A recent education forum in California hosted by the Silicon Valley Education Foundation pondered the utter failure of educational reforms to impact the reform-sanitized public schools.
last month, the Silicon Valley Education Foundation sponsored a forum on education reform featuring Marshall "Mike" Smith, the program director for education at the William and Flora Hewlett Foundation. Smith has been the dean of the school of education at Stanford University as well as acting deputy secretary of education in the Clinton administration. Panelists for the discussion that followed were Ken Wilcox, president and CEO of SVB Financial Group, parent company of the Silicon Valley Bank; Manny Barbara, superintendent of the Oak Grove School District; and Kilian Betlach, a seventh-grade teacher at Mathson Middle School in the Alum Rock school district. Mercury News editorial writer John Fensterwald moderated. Excerpts of Smith's opening remarks follow:While many of the issues that forum addressed were specific to California, the questions raised are heroic.
The title of my talk, "More Than Just A Firefly Blink: Creating Reform That Lasts" comes from experiences I had growing up in the East. In the spring, you'd see a yard full of fireflies. They'd be blinking on and off. After a while, they were gone.
Researchers studied districts that had carried out interventions and showed gains over three years. Two years later, they found that almost none of those districts and schools had retained their effects. They were like fireflies; they blinked on, they blinked off and they left.
The metaphor reflects something important about public school systems: They are not small businesses. They can't fail at the rate of 70 or 80 percent. They have to be stable. But stability does come at a cost: Most reforms have to fit within the system, acceptable to unions, school boards, superintendents. By and large, those reforms have small effects.
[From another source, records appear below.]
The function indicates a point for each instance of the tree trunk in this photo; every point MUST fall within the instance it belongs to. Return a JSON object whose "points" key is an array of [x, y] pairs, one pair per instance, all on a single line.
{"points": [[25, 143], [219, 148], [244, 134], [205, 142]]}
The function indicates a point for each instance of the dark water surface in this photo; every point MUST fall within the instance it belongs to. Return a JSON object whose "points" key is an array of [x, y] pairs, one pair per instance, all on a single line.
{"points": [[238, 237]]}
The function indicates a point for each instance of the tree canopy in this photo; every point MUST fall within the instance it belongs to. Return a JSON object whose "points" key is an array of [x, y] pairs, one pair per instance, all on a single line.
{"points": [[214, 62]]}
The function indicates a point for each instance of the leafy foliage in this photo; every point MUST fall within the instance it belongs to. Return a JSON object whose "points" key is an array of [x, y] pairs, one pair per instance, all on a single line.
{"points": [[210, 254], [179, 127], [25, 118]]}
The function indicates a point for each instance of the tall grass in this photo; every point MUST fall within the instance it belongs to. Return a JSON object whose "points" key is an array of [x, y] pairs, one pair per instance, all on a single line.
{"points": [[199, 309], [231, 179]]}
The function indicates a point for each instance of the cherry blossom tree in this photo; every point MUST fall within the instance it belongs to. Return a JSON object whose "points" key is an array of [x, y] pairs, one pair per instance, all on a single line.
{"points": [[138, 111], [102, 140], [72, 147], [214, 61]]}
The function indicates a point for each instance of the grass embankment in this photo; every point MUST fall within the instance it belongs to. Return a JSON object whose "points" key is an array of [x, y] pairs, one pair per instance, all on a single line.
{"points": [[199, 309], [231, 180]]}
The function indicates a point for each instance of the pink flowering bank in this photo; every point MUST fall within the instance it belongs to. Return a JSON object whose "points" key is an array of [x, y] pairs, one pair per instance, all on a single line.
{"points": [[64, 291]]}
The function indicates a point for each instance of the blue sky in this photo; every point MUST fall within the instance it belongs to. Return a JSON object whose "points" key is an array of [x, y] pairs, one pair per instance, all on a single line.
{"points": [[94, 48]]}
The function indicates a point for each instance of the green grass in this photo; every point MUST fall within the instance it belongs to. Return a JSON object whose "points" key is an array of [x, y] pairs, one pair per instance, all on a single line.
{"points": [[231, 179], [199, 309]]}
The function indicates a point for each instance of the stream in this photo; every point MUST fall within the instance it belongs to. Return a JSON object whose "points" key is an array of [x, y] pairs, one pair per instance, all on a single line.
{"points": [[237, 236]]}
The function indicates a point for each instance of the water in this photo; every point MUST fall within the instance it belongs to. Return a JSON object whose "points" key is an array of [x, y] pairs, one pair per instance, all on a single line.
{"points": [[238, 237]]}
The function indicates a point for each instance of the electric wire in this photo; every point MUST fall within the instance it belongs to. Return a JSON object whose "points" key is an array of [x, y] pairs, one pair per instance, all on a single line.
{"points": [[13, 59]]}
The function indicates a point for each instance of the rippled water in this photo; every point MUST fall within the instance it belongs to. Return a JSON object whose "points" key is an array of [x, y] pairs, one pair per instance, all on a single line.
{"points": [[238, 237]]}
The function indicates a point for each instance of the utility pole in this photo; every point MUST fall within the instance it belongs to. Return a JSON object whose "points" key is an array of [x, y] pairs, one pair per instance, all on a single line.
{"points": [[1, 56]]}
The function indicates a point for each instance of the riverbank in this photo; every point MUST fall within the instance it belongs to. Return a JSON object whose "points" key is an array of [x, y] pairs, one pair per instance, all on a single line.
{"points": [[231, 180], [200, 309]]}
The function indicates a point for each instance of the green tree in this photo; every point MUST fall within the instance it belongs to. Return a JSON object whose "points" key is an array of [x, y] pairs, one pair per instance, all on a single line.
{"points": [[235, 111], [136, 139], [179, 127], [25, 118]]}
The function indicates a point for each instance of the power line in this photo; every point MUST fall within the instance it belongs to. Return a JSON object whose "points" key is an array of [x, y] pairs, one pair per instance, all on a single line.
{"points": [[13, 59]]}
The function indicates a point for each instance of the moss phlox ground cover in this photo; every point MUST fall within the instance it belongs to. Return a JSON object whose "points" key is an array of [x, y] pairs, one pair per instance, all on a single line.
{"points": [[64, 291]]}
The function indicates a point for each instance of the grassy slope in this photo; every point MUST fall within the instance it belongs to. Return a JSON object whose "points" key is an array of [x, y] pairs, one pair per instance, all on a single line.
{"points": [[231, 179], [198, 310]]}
They may change achievement a little bit for a little while, but they don't change it very much.
The Gates Foundation spent an absolute fortune on something that has small effects. That is, changing the size of schools without changing what's going on inside of the schools. Reducing class sizes and most curriculum changes produce very small results. Most spending on professional development doesn't jar things much at all.
Small effects don't travel. If you move reforms from one school to another, sometimes they don't seem to work at all. The teaching force is different, the students are different, there was a different curriculum that it's being laid on top of.
We'd like to get bigger effects. We know a lot about learning and about motivation. And, yet, our schools aren't changing very much.
We've got strong evidence now that we can accelerate learning using good technology. With technology in high school courses, community college courses and other settings, kids can learn what they typically learn in a semester from a teacher in half the semester and learn it better. We don't do that because it begins to jar the system.
Standards were introduced into California in the late '90s. Gains were considerable until about 2003-2004, particularly in math, some in reading. And, then came No Child Left Behind in 2002. It's a great irony that NCLB, the Bush administration's modification to the largest education programs, is a command-and-control legislation in a Web 2.0 era. The gains did slow after 2002 - not necessarily due to NCLB, but they have slowed. In California, every subgroup is behind national subgroups. We have an equal-opportunity society. We don't do well by anybody.
Public schools must change radically to keep pace with an ever-impatient future of technological, biological, and medical transformation. If we do not begin to address the best interests of the child, we risk the extinction of our country and culture. The words "change" and "reform" have become the refuge of reactionary scoundrels.
It is time for Universities to return to their mission to explore and illuminate the richness of learning and unconditionally reject the Bush administration's misology as unacceptable and for state Department of Education to stand up for the best interests of children against the forces of self-serving corporate misopedists.